Umgang im sozialen Umfeld
Nicht nur Therapeut*innen, sondern auch Angehörige, Partner*innen, Kolleg*innen oder Betreuer*innen stehen vor der Frage: Wie gehe ich mit einer Person mit DPS um?
Wichtige Prinzipien sind:
• Klare Grenzen setzen und konsequent bleiben
• Verlässlichkeit & Struktur bieten
• Nicht auf emotionale Manipulation eingehen
• Sich selbst schützen und ernst nehmen
• Psychoedukation für das Umfeld nutzen
Angehörige sind häufig stark belastet, nicht nur emotional, sondern auch finanziell oder sozial. Unterstützung durch Fachstellen, Selbsthilfegruppen oder Beratung kann hier hilfreich sein.
Fazit
Die dissoziale Persönlichkeitsstörung ist ein komplexes und oft missverstandenes Störungsbild, das weitreichende Auswirkungen auf das Leben der Betroffenen, ihrer Angehörigen und der Gesellschaft hat. Wer unter DPS leidet, verletzt häufig soziale Normen, wirkt verantwortungslos, manipulativ oder gefühlskalt, doch diese Eigenschaften entstehen nicht einfach so. Hinter der Störung stehen meist mehrere Risikofaktoren, etwa instabile Bindungen, emotionale Vernachlässigung, Misshandlung oder genetische Veranlagungen. Bereits in der Kindheit zeigen sich häufig frühe Verhaltensauffälligkeiten, die oft nicht rechtzeitig erkannt oder behandelt werden. Die Entwicklung hin zu einer Persönlichkeitsstörung ist keine schlagartige Veränderung, sondern ein langsamer Prozess, der in der frühen Sozialisation wurzelt.

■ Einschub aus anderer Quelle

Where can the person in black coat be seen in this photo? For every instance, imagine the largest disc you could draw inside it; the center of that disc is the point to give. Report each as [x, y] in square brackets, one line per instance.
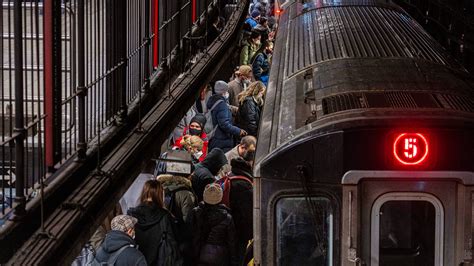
[154, 223]
[121, 236]
[225, 131]
[241, 202]
[250, 105]
[213, 230]
[206, 171]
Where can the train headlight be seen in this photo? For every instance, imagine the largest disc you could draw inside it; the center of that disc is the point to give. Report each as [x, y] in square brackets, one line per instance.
[410, 148]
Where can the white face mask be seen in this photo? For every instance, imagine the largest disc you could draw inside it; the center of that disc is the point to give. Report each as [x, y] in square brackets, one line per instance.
[226, 95]
[198, 154]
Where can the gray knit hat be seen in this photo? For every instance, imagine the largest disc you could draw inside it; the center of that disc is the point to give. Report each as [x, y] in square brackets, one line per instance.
[212, 194]
[221, 87]
[123, 223]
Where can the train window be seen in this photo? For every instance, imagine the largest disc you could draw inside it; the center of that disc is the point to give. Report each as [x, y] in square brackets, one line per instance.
[304, 230]
[408, 232]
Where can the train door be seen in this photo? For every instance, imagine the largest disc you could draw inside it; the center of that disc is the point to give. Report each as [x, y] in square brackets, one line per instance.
[407, 218]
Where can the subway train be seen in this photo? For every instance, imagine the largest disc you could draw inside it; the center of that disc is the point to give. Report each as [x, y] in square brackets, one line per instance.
[366, 145]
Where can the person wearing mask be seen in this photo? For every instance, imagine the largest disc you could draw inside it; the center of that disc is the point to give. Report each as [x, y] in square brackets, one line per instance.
[224, 130]
[243, 77]
[196, 128]
[250, 48]
[250, 106]
[119, 248]
[206, 171]
[261, 64]
[214, 230]
[155, 232]
[241, 202]
[194, 145]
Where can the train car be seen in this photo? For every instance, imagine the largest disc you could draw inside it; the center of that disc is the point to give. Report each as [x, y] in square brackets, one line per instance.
[366, 146]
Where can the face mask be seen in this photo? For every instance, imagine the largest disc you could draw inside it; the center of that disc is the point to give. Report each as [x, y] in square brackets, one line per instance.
[197, 155]
[195, 132]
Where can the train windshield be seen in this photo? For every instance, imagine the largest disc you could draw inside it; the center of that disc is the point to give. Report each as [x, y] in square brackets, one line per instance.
[407, 233]
[304, 228]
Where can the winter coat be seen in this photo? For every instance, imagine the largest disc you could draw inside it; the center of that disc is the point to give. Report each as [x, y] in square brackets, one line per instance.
[235, 87]
[115, 240]
[241, 201]
[152, 221]
[251, 22]
[249, 115]
[247, 52]
[260, 66]
[205, 171]
[184, 198]
[222, 117]
[203, 136]
[214, 235]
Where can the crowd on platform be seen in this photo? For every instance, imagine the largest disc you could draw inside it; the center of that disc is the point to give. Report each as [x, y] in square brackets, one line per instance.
[201, 214]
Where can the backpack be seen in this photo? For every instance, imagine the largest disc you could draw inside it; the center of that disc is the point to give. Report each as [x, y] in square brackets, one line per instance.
[210, 128]
[113, 257]
[168, 252]
[225, 184]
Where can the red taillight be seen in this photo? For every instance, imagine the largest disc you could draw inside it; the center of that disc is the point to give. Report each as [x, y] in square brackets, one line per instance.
[410, 148]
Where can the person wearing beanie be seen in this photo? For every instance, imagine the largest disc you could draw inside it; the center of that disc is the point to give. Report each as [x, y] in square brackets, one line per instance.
[252, 20]
[206, 171]
[241, 202]
[242, 80]
[224, 130]
[213, 230]
[250, 47]
[119, 244]
[196, 128]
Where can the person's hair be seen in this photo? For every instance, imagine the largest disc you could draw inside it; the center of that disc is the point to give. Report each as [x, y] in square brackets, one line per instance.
[191, 141]
[248, 141]
[253, 90]
[152, 194]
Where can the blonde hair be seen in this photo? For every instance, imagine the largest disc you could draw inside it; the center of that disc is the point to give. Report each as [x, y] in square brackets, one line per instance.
[253, 89]
[190, 141]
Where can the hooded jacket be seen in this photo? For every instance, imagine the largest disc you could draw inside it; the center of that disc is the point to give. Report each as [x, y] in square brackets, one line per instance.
[152, 222]
[205, 171]
[222, 117]
[115, 240]
[241, 200]
[184, 198]
[249, 115]
[214, 235]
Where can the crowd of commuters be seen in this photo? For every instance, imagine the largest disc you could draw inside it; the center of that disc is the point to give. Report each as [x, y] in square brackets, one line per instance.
[204, 216]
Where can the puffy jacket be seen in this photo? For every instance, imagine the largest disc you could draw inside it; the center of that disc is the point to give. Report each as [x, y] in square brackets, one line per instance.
[214, 235]
[205, 171]
[247, 52]
[249, 115]
[203, 136]
[260, 66]
[241, 201]
[222, 117]
[152, 222]
[115, 240]
[184, 198]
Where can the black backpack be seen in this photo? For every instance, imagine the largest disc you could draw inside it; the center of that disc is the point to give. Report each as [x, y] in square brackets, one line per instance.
[113, 257]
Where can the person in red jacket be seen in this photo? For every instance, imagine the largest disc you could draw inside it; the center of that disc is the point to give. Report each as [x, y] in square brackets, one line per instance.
[196, 128]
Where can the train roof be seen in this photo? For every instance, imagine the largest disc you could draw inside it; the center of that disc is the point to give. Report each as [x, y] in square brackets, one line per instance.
[357, 57]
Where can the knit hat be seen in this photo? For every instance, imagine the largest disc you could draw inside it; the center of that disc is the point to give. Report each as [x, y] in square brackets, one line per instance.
[123, 223]
[255, 13]
[212, 194]
[200, 119]
[245, 70]
[221, 87]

In der Öffentlichkeit wird DPS häufig mit Kriminalität oder „Psychopathie“ gleichgesetzt. Solche verkürzten Darstellungen fördern das Stigma, aber nicht das Verständnis. Zwar ist das Risiko für delinquentes Verhalten bei Menschen mit DPS erhöht, doch nicht alle sind gewalttätig oder straffällig. Viele Betroffene leben mit der Störung, ohne jemals im Strafregister zu erscheinen, leiden aber unter instabilen Beziehungen, innerer Leere oder sozialem Ausschluss.
Auch wenn die Behandlung von DPS als schwierig gilt, ist Veränderung möglich, vor allem durch frühe Intervention, strukturierte therapeutische Konzepte und ein stabiles soziales Umfeld. Die Vorstellung, dass Menschen mit DPS „nicht therapierbar“ oder „hoffnungslos“ seien, ist nicht nur fachlich falsch, sondern verhindert genau jene Unterstützung, die notwendig wäre.
DPS ist also nicht nur eine Herausforderung für Psychiatrie und Justiz. Sie betrifft uns als Gesellschaft: in Schulen, Beziehungen, Institutionen, und in unserer Haltung gegenüber Menschen, deren Verhalten wir nicht sofort nachvollziehen können. Es lohnt sich, genauer hinzuschauen, statt vorschnell zu urteilen.
Denn hinter auffälligem Verhalten steht oft ein Mensch, der nie gelernt hat, anders zu fühlen oder zu handeln, aber vielleicht bereit ist, es zu lernen!